Droni ad alta velocità e saturazione strategica: l’Iran punta sull’Hadid-110

Scritto il 12/03/2026
da Marco Pizzorno

Possibile impiego dell’Hadid-110: drone kamikaze iraniano a turboreattore, capace di alta velocità, ridotta visibilità radar e attacchi rapidi su obiettivi strategici

Negli ultimi anni, i droni hanno assunto un ruolo sempre più centrale nella strategia militare iraniana, trasformandosi in strumenti capaci di ridefinire le dinamiche offensive nel Medio Oriente. In questo scenario emerge l’Hadid-110, noto anche come Dalahu: un drone kamikaze progettato per ridurre drasticamente i tempi di reazione delle difese aeree e colpire con precisione obiettivi sensibili.

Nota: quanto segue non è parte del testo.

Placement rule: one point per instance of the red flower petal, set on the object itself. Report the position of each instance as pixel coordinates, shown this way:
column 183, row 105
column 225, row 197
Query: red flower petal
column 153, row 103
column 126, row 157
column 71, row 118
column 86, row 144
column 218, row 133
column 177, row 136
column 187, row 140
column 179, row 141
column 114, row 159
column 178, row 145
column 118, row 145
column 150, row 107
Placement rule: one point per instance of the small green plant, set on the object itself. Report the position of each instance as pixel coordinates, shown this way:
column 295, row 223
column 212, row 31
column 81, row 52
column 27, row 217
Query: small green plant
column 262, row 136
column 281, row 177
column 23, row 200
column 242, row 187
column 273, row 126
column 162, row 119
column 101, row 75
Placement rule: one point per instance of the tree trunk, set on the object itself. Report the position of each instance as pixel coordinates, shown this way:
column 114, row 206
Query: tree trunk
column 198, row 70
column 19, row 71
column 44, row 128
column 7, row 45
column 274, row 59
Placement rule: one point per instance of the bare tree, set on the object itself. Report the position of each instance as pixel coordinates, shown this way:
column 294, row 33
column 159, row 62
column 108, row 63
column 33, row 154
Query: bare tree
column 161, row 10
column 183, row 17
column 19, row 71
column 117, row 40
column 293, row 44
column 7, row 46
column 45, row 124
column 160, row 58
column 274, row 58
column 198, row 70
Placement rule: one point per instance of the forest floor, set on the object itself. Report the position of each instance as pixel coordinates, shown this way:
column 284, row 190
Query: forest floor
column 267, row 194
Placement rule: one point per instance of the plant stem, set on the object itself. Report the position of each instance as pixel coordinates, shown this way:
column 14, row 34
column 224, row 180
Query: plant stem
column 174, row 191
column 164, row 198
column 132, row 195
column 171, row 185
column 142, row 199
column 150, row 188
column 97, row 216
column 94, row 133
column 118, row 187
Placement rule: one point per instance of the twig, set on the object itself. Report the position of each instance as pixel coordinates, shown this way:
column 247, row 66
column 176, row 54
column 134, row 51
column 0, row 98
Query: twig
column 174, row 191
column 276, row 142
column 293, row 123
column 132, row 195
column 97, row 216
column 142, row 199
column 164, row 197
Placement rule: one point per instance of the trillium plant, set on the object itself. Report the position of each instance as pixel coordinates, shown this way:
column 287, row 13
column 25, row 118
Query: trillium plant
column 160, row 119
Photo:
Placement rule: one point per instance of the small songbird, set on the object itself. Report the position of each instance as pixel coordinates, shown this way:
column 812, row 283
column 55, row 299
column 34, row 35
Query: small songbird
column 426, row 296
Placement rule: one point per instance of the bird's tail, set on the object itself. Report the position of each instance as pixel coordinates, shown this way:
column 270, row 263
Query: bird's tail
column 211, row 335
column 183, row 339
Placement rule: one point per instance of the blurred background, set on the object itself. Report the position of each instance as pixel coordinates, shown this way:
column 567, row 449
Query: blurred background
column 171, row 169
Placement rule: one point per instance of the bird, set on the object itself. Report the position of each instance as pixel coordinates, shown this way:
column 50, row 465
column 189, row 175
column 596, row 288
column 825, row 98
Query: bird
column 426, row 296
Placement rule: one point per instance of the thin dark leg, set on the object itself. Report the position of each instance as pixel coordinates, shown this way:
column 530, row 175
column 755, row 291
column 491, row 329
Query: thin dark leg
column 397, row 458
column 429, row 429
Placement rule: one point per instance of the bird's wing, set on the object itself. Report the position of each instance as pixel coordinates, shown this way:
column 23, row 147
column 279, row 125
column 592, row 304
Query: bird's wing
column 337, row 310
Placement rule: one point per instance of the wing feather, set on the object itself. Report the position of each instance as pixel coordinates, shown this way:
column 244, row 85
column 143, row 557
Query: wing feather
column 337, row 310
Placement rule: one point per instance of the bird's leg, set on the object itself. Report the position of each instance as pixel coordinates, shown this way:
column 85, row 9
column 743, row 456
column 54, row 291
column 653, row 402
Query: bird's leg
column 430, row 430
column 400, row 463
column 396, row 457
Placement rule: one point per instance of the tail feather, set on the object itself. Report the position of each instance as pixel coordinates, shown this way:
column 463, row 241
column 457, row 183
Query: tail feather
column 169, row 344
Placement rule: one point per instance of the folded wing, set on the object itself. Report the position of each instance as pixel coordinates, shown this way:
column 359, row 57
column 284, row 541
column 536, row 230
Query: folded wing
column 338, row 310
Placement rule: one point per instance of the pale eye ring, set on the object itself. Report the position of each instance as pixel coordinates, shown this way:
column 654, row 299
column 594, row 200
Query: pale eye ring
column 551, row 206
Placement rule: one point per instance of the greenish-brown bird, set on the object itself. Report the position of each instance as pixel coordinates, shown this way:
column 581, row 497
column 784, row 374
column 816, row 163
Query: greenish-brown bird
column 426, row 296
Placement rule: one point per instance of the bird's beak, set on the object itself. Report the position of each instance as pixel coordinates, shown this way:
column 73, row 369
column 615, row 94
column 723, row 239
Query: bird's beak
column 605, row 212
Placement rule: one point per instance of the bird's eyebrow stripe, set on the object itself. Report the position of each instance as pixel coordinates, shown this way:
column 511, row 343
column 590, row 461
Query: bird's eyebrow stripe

La sua possibile introduzione segnerebbe un punto di svolta nella dottrina iraniana, che combina saturazione multilivello e uso simultaneo di piattaforme a basso costo e droni ad alta velocità.

Cosa sappiamo

Il probabile debutto dell’Hadid-110 si inserisce in una fase di intensificazione militare tra Teheran, Israele e Stati Uniti. Il 28 febbraio 2026, attacchi coordinati hanno colpito infrastrutture strategiche e figure chiave dell’apparato militare iraniano: Israele ha operato sotto il nome Operation Roaring Lion, mentre gli Stati Uniti hanno condotto la propria offensiva con Operation Epic Fury. In risposta, Teheran ha avviato la campagna di ritorsione Operation True Promise IV, impiegando missili e droni, tra cui, secondo fonti analitiche aperte, l’Hadid-110, testando nuove modalità operative e integrando il sistema ad alta velocità nella propria strategia di difesa e attacco.

Dallo Shahed-136 all’Hadid-110

La generazione precedente, rappresentata dallo Shahed-136, era concepita per attacchi di saturazione a lungo raggio. Con configurazione ad ala delta, motore a pistoni posteriore, testata da trenta-cinquanta chilogrammi e raggio operativo fino a duemilacinquecento chilometri, garantiva una copertura numerica capace di sopraffare le difese nemiche. La sua velocità massima raggiungeva circa centottantacinque chilometri all’ora.

L’Hadid-110 rappresenta invece una svolta tecnologica. Dotato di turboreattore miniaturizzato, può raggiungere una velocità di crociera superiore a cinquecento chilometri all’ora. Il lancio tramite booster a razzo assicura accelerazione immediata, mentre le superfici angolate riducono la sezione radar, ritardando l’individuazione da parte dei sistemi di difesa. La piattaforma opera fino a circa novemila metri di quota, con raggio stimato di trecentocinquanta chilometri e testata di circa trenta chilogrammi, aumentando significativamente la capacità di penetrazione senza compromettere autonomia o tempo di volo.

Strategia e logica di saturazione iraniana

La dottrina iraniana integra droni più lenti e numerosi con sistemi ad alta velocità come l’Hadid-110. I primi saturano le difese nemiche, costringendo gli intercettori a esaurire le scorte, mentre i droni più rapidi sfruttano le lacune per colpire obiettivi sensibili, come centri di comando, radar e infrastrutture logistiche. Questo approccio genera una complessità operativa superiore per gli avversari, moltiplicando le possibilità di attacchi simultanei e rendendo più difficile l’intercettazione dei droni.

Espansione della capacità offensiva e modernizzazione unmanned

I droni a reazione a basso costo rappresentano un ponte tra munizioni circuitanti tradizionali e missili da crociera, consentendo all’Iran di estendere la propria capacità offensiva senza sostenere i costi elevati dei sistemi missilistici avanzati. L’adozione dell’Hadid-110, se confermata, potrebbe incrementare la pressione strategica su Israele, Stati Uniti e partner regionali, complicando le difese e ampliando le possibilità di attacchi combinati e simultanei.

Per alcuni analisti, il nuovo drone rifletterebbe la volontà di Teheran di modernizzare le capacità unmanned, combinando quantità e velocità per superare le difese nemiche. La piattaforma testimonia l’evoluzione della dottrina iraniana verso attacchi coordinati e saturazione multilivello, consolidando il ruolo crescente dei droni kamikaze nelle dinamiche di potere e deterrenza nel Medio Oriente.